Often times I feel this inner void that sneaks up on me. I try to fill it in with various foods and things, but the void consumes these things faster than I can chew them down or purchase them. What is this void? From where does it come? Shall I call it existential? A chronic feeling of dissatisfaction that is the result of not fully living my dream? Is it not fair to say that our consumer society has been built upon temporarily satisfying and alleviating these failed dreams? Last night while I was lying in bed I found myself in a bit of a funk. I get into these funks whenever I think too much about what I do not have, what I have not been able to achieve. I ask myself if I am doing with my life exactly what I want to be doing, am I doing what I was born to do? I also wonder if I am seen by others for who I am, not for who I have to be? Are there a lot of should of, would of and could of thoughts running around in my mind? I was also thinking about what Jay Z (one of the wealthiest and most successful black men in the world) said about ordinary success. In an article I read he talked about how he feels sad for people who have to go to work everyday to achieve ordinary success, the same kind of success as the majority of other people. Jay Z discussed how he feels particularly sad for those individuals who have to pursue ordinary success because their dreams did not work out. Tell me about it.
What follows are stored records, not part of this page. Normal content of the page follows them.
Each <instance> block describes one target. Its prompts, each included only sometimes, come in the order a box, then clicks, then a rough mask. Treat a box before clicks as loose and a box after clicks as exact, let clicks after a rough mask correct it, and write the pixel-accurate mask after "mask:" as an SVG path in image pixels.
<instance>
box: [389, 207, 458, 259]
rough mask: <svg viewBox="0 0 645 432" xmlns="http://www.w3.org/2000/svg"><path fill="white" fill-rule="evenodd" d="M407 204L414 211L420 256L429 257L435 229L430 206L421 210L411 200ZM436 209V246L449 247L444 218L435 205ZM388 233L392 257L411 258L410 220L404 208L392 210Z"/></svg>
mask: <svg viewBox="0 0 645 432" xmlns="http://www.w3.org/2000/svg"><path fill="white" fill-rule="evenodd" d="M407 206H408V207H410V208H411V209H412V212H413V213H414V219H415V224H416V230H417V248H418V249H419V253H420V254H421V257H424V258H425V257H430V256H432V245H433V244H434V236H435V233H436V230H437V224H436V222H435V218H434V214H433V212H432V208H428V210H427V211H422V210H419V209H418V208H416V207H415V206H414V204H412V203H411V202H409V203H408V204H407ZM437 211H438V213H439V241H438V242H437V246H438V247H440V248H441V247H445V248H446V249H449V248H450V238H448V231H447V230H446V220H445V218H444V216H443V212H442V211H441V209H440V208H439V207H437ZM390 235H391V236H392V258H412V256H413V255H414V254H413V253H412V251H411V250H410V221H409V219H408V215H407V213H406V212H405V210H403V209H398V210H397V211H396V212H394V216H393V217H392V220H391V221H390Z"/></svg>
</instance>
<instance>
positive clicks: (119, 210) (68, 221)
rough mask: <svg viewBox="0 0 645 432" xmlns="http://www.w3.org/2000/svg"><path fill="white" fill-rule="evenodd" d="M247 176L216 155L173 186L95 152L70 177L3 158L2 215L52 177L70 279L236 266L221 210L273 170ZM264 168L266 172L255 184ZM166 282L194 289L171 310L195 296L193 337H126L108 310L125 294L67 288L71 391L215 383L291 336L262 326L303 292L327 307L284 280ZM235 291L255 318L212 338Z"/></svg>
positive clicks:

“If you could be doing exactly what you wanted, what would it look like?” my fiance asked me as I lay besides her in bed. “I would have a decent sized painting and writing studio, no debt, no obligation to go to a job and would be able to be immersed in my creative work and earn a living pursuing my creative aspirations.” “Is there not a happy medium you could find?” she asked. “What do you mean?” I replied. “I mean can you not do your work as a therapist so you can pay your bills and help others but also spend an equal amount of time doing your writing and painting?” I found myself feeling frustrated by this suggestion. Aggravation grew in my chest as I thought about what little energy I already have left. I wanted to say “do you really think I have the energy to work as a therapist and also seriously pursue my artistic work?” Instead I just took a deep breath and let it out. I then figured out what success might be- getting to spend the majority of your energy on doing the work that you want to do, getting to be engaged with your life’s work/purpose on a full-time basis. Basically, not having to find a happy medium.

I suppose this may be why I envy certain actors, musicians, writers and artists- they get to make a living doing their life’s work and do not have to return to graduate school, go into serious debt in order to build a decent and worth while career. Their soul work is acknowledged in the world, not just in the privacy of their own minds. As I turned out the light and shut my eyes to go to sleep, I realized that I am the one who has made certain choices in my life. Sure I may not have had parents who supported my dreams but maybe I never believed strongly enough that I was capable of achieving whatever I put my mind to. Maybe I smoked too much dope. I doubted myself and did not do all I could of done to turn my dreams into some kind of tangible reality (here is an example of one such could of statement I live with). Such is life- it is the deck of cards that I have been dealt. I am almost 41 years old and about to embark upon a new career as a psychotherapist. Being a psychotherapist did not enter into my youthful dreams but I figure that it is better than waiting tables. No, I do not consider myself a success man, but I am open to the idea that maybe some day I will. In my back pocket I still carry around a wallet sized portion of hope that I have enough time on earth to see at least a part of my youthful dreams become a reality. I will keep doing my part, keep showing up, keep writing and painting and keep remaining open to possibilities and inspiration rather than compartmentalized by a profession. However, now I may just have to begin to work on finding a “happy medium.”